Bruxelles – Indietro sui tassi di interesse, avanti con l’immigrazione economica e l’inserimento dei migranti nel mercato del lavoro. Produttività, crescita e competitività dell’Europa passano per questa due mosse, che il mondo delle imprese offre alla politica in occasione del dialogo macro-economico prima della riunione dell’Eurogruppo. La ricetta anti-rallentamento offerta dall’industria è ciò che serve per riacquistare slancio e permettere all’Ue di realizzare il passaggio verso quel modello economico sostenibile e innovativo incardinato nel Green Deal.
BusinessEurope, l’organizzazione ombrello delle Confindustrie europee ed espressione dunque delle grandi imprese, punta il dito contro la Banca centrale europea e la sua presidente, Christine Lagarde. “L’economia europea sta crescendo ancora più lentamente nella prima metà del 2023, poiché le imprese dell’Ue si sono trovate ad affrontare l’impatto di tassi di interesse più elevati, un rallentamento dell’economia globale e crescenti sfide di competitività a lungo termine”, denuncia Thérèse de Liedekerke, vice direttrice dell’organizzazione.
Le annotazioni critiche non sorprendono. Confindustria già in estate ha messo un guardia sulle possibile ricadute del continuo aumento dei tassi operato a Francoforte. Oggi queste preoccupazioni non sono più solo italiane, ma europee. “Tassi di interesse più elevati e standard di credito più elevati hanno smorzato gli investimenti tanto necessari e stanno pesando sul reddito disponibile dei consumatori”, continua ancora la vice presidente di BusinessEurope, che se alla Bce chiede di non giocare più con i tassi alle altre istituzioni Ue domanda invece soluzioni a problemi di diversa natura.
“Ci sono due ragioni strutturali che spiegano perché l’Europa è in ritardo rispetto agli altri continenti”, continua de Liedekerke.

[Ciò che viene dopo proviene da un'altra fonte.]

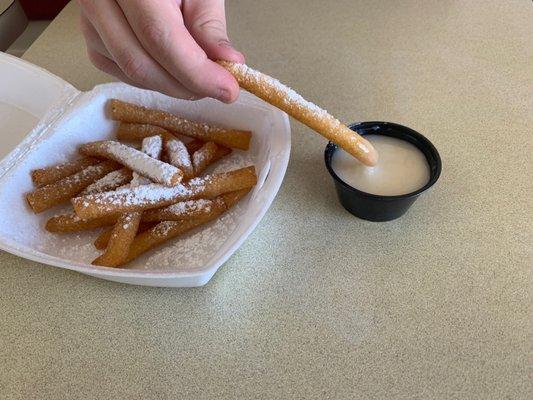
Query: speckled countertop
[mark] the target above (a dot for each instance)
(318, 304)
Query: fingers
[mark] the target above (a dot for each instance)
(160, 28)
(206, 20)
(125, 51)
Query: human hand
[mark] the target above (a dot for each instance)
(162, 45)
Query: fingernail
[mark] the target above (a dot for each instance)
(224, 95)
(225, 43)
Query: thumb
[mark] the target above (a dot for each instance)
(206, 21)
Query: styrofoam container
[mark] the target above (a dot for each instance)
(59, 118)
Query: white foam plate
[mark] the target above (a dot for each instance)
(64, 118)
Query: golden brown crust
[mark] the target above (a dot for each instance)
(63, 190)
(279, 95)
(131, 113)
(156, 196)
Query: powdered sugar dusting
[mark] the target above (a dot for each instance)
(109, 182)
(178, 154)
(145, 194)
(153, 146)
(193, 249)
(185, 207)
(290, 97)
(141, 163)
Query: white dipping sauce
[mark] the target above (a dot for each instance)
(402, 168)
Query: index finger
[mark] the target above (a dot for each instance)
(160, 28)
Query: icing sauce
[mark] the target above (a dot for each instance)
(402, 168)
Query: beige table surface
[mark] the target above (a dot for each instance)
(318, 304)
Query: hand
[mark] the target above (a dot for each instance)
(163, 45)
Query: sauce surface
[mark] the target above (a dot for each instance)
(402, 168)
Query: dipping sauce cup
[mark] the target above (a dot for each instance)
(380, 208)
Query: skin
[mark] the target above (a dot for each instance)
(163, 45)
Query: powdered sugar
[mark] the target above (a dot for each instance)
(178, 155)
(144, 194)
(289, 96)
(109, 182)
(153, 146)
(141, 163)
(184, 207)
(191, 250)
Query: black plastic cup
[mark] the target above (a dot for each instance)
(379, 208)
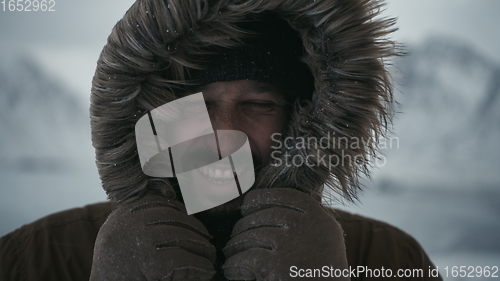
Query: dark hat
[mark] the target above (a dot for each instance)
(271, 53)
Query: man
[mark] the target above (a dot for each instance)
(278, 71)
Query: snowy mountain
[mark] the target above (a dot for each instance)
(449, 125)
(42, 126)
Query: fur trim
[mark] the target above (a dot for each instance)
(152, 48)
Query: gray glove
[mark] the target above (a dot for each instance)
(282, 228)
(152, 238)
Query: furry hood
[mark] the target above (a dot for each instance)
(149, 52)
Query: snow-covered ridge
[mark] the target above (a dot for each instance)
(449, 125)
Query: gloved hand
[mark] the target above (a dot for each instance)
(282, 228)
(152, 238)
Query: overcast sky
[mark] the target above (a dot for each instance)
(68, 41)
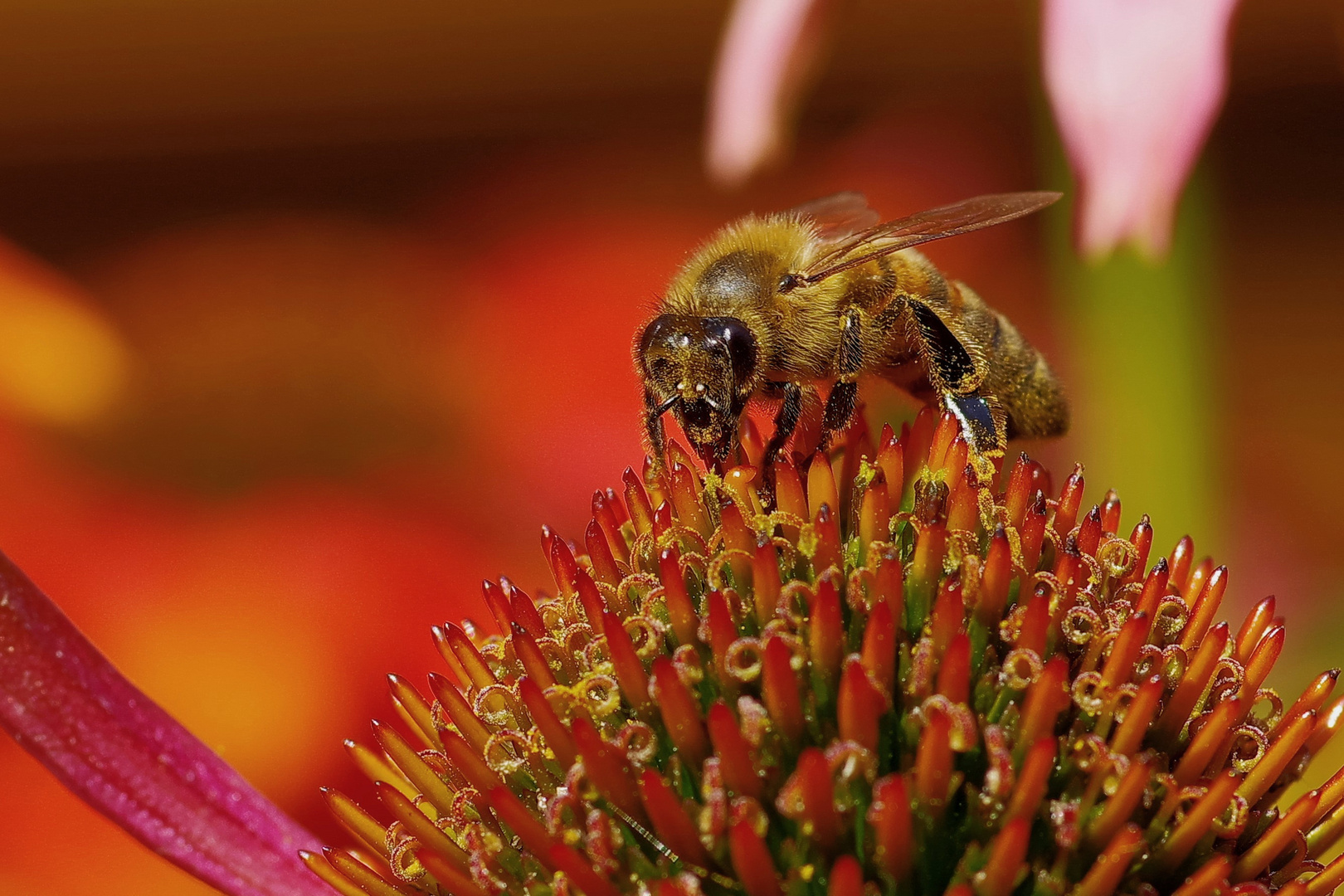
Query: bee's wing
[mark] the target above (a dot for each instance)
(947, 221)
(839, 217)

Da una parte “i prezzi dell’energia sono ancora significativamente al di sopra della media a lungo termine”, mentre dall’altra parte “l’onere normativo rimane significativamente più elevato in Europa” rispetto ad altri mercati. E’ qui che si avverte l’esigenza di interventi.
Le piccole e medie imprese hanno un’altra lettura della situazione, e aggiungono il secondo ingrediente della ricetta anti-rallentamento: gli stranieri. Al netto di ambizioni, agende politiche e ricerca di materie prime che comunque scarseggiano nel suolo e nel sottosuolo del Vecchio continente, ciò che inizia a preoccupare sempre più sono le competenze, la forza lavoro che serve poi, nella pratica di tutti i giorni, per far funzionare il nuovo modello produttivo a dodici stelle.
Véronique Willems, segretaria generale SmeUnited, la risposta ce l’ha e la offre. “La pressione dovuta alla carenza di manodopera dovrebbe essere superata mediante misure mirate a riattivare la popolazione in età lavorativa, agevolando la mobilità intra-UE e la migrazione economica rispondente al mercato“. Non ci sono grandi alternative: se non si vuole che altri ‘vengano a rubare il lavoro’ i governi nazionali, unici competenti in materia di politiche del lavoro, devono mettere i propri cittadini-elettori nella condizione di non subire la concorrenza di professioni che l’industria chiede con forza.